4. There are concepts that are hard to learn because decision trees do not express them easily, such as XOR, parity or multiplexer problems.
5. Decision tree learners create biased trees if some classes dominate. It is therefore recommended to balance the dataset prior to fitting with the decision tree.

## Bagging / Bootstrap Aggregating

Concept: Take many training sets, build separate models using each training set, and then average the results

$$\hat{f}_{avg}(x) = \frac{1}{B} \sum_{b = 1}^{B} \hat{f}_b(x)$$

Realistically, you don't have multiple training sets, and so you create B samples from your training set instead.

**Training**

1. Take repeated samples from single training dateset
2. Train our model on the bth bootstrapped training set to get $\hat{f}_b(x)$
3. Average to get predictions

These trees are grown deep (not pruned)

**Prediction**

Take majority vote from predicted classes from B trees.

In practice, pick a large B so that the error settles down/converges (~100)

In [13]:
class BaggedDecisionTrees():
    def __init__(self, k, sample_frac):
        """Create a new bagged decision tree model, with k decision trees"""
        self.k = k
        self.sample_frac = sample_frac
        self.models = []
        
    def fit(self, data, target_label):
        for _ in range(self.k):
            sampled_data = data.sample(frac=self.sample_frac, replace=True)
            dt = DecisionTree(gini_impurity_scorer)
            dt.fit(sampled_data, target_label, max_depth=2)
            self.models.append(dt)
            
    def predict(self, row):
        predictions = [model.predict(row) for model in self.models]
        return Counter(predictions).most_common(1)[0]

In [14]:
bdt = BaggedDecisionTrees(20, 0.5)
bdt.fit(cars, 'evaluation')

In [15]:
bdt.predict({'safety': 'med', 'lug_boot': 'med', 'persons': '4', 'doors': '3'})

('acc', 12)

We've used an artificially low value for the sampling fraction, as well as the number of trees, just to illustrate that a majority vote is being taken for the prediction.

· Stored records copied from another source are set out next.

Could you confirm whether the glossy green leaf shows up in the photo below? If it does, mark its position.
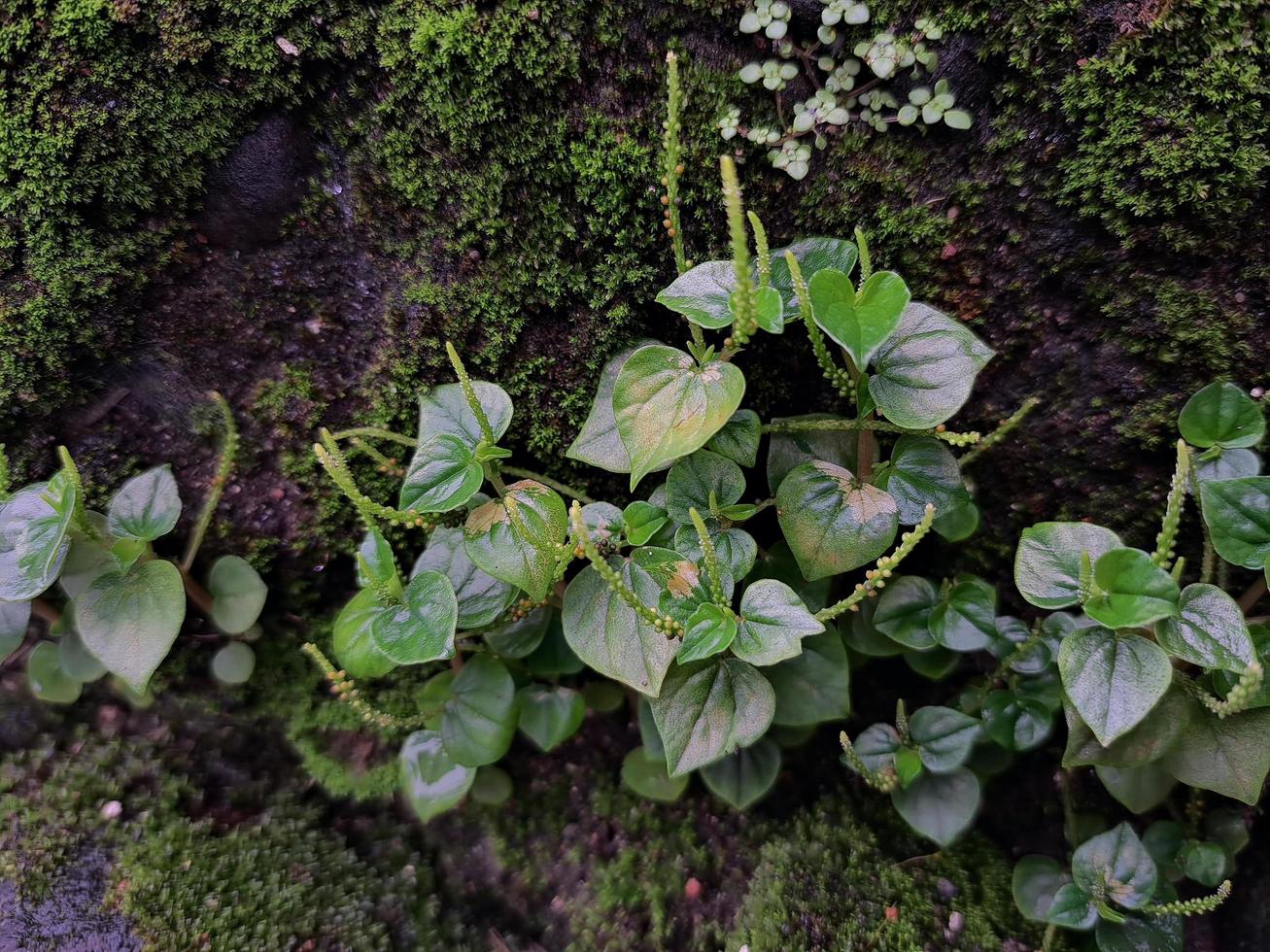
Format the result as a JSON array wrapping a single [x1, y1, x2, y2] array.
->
[[674, 603, 737, 663], [331, 589, 396, 678], [441, 655, 517, 766], [1199, 476, 1270, 571], [411, 527, 515, 629], [566, 344, 642, 472], [909, 706, 979, 773], [26, 641, 84, 704], [927, 579, 997, 651], [650, 658, 776, 777], [767, 414, 856, 493], [701, 737, 781, 810], [1093, 762, 1178, 814], [516, 684, 587, 750], [776, 460, 899, 581], [1093, 915, 1184, 952], [869, 301, 992, 429], [771, 237, 860, 319], [1155, 584, 1257, 674], [397, 731, 476, 823], [1014, 522, 1121, 609], [613, 344, 745, 490], [732, 579, 824, 666], [1162, 707, 1270, 804], [877, 435, 971, 526], [212, 641, 256, 684], [562, 548, 698, 697], [890, 766, 979, 847], [418, 380, 512, 447], [622, 748, 690, 803], [371, 571, 459, 663], [0, 472, 78, 601], [75, 559, 186, 692], [1084, 548, 1182, 629], [980, 691, 1054, 750], [1072, 823, 1158, 909], [706, 410, 764, 467], [463, 480, 569, 601], [107, 464, 181, 542], [1058, 629, 1174, 746], [397, 433, 485, 513], [653, 261, 737, 330], [666, 450, 745, 525], [207, 556, 269, 634], [873, 575, 939, 651], [1178, 382, 1266, 448], [764, 629, 851, 728], [807, 268, 910, 371], [480, 605, 553, 658]]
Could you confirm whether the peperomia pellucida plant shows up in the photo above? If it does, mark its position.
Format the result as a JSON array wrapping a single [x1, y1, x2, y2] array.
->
[[1000, 382, 1270, 952], [0, 393, 266, 703], [717, 0, 972, 179], [305, 54, 1017, 820]]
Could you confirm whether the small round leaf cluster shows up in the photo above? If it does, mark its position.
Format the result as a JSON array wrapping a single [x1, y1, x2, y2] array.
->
[[739, 0, 791, 40], [737, 59, 798, 92]]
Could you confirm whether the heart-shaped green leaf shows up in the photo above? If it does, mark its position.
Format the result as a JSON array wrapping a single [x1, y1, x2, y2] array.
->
[[1178, 382, 1266, 448], [764, 629, 851, 728], [776, 459, 899, 581], [909, 706, 979, 773], [1072, 823, 1158, 909], [674, 601, 737, 663], [411, 527, 515, 629], [1155, 584, 1257, 674], [331, 589, 396, 678], [650, 658, 776, 777], [622, 748, 688, 803], [927, 579, 997, 651], [562, 547, 698, 697], [653, 261, 737, 330], [666, 450, 745, 526], [418, 380, 512, 447], [441, 655, 517, 766], [706, 410, 764, 466], [1084, 548, 1182, 629], [873, 575, 939, 651], [613, 344, 745, 490], [877, 435, 971, 526], [75, 559, 186, 693], [732, 579, 824, 667], [701, 737, 781, 810], [398, 433, 485, 513], [371, 571, 459, 663], [207, 556, 269, 634], [397, 731, 476, 823], [463, 480, 569, 601], [107, 464, 181, 542], [1199, 476, 1270, 570], [890, 766, 979, 847], [1014, 522, 1122, 609], [516, 684, 587, 752], [1058, 629, 1174, 746], [0, 472, 78, 601], [869, 302, 992, 429]]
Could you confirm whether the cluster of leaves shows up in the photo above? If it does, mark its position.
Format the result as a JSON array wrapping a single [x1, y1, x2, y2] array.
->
[[717, 0, 972, 179], [309, 139, 1015, 820], [0, 394, 266, 703], [1000, 382, 1270, 952]]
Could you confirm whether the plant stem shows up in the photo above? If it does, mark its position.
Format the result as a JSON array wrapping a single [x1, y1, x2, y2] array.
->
[[503, 466, 596, 505], [178, 390, 237, 574]]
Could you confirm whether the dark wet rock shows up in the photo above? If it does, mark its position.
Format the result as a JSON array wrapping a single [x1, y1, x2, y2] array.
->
[[198, 116, 314, 249]]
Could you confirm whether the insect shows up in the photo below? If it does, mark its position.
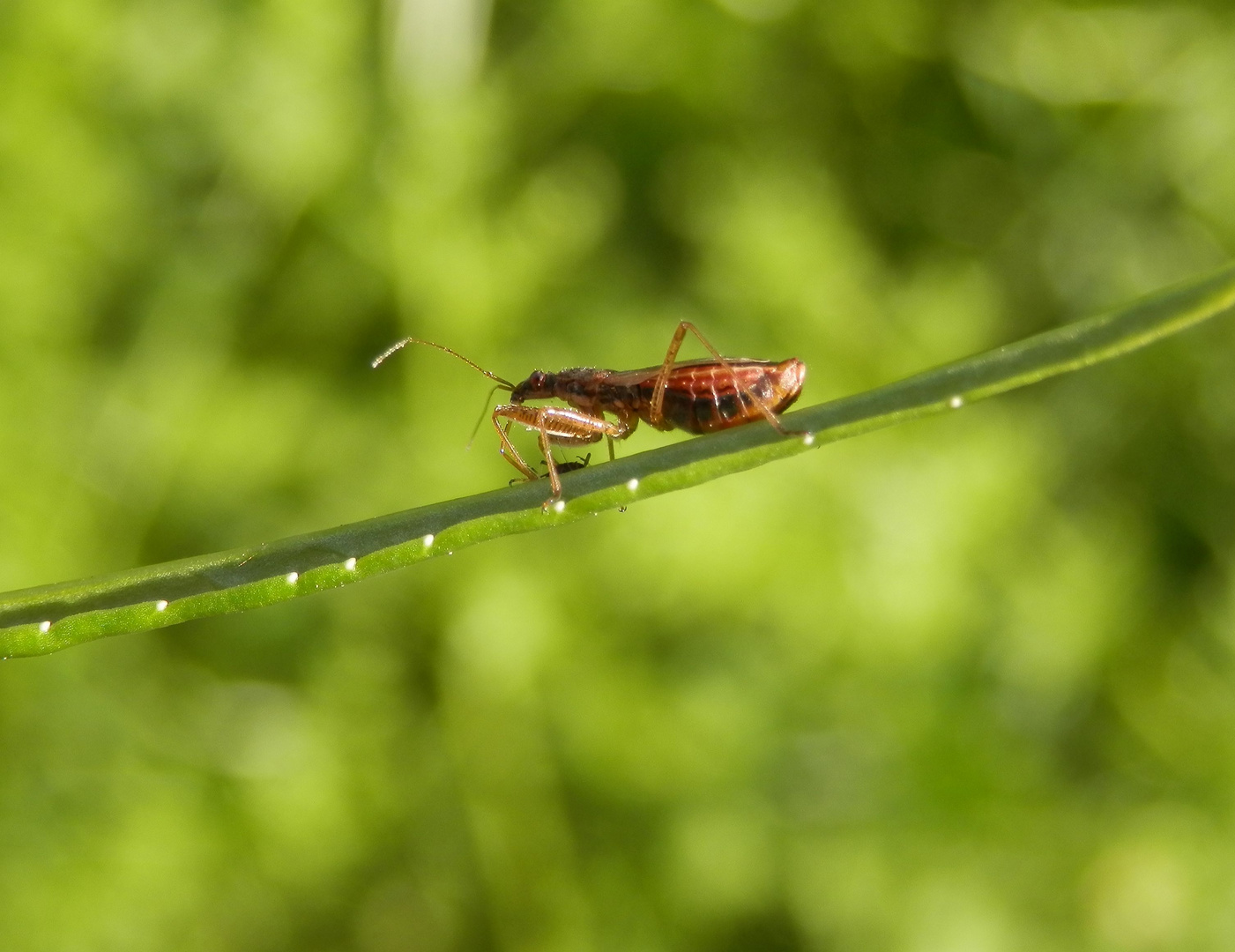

We can see that out of the 20 classifiers that we trained, 12 of them voted for 'acc', and so that is our final prediction.

## Random Forests

This is very similar to bagging, but decorrelates the trees.

You randomly sample from the set of predictions $X = {X_1, X_2, X_3 \ldots X_p}$, say $m = {X_1, X_4, X_6 \ldots}$.

The rationale is that if you have a very strong predictor $X_k$, then in regular bagging it will end up in most of the trees.

$m \simeq \sqrt{p}$ is an ideal choice.

$m = p$ is just regular bagging.

In general, small m is helpful when you have a large number of correlated predictors.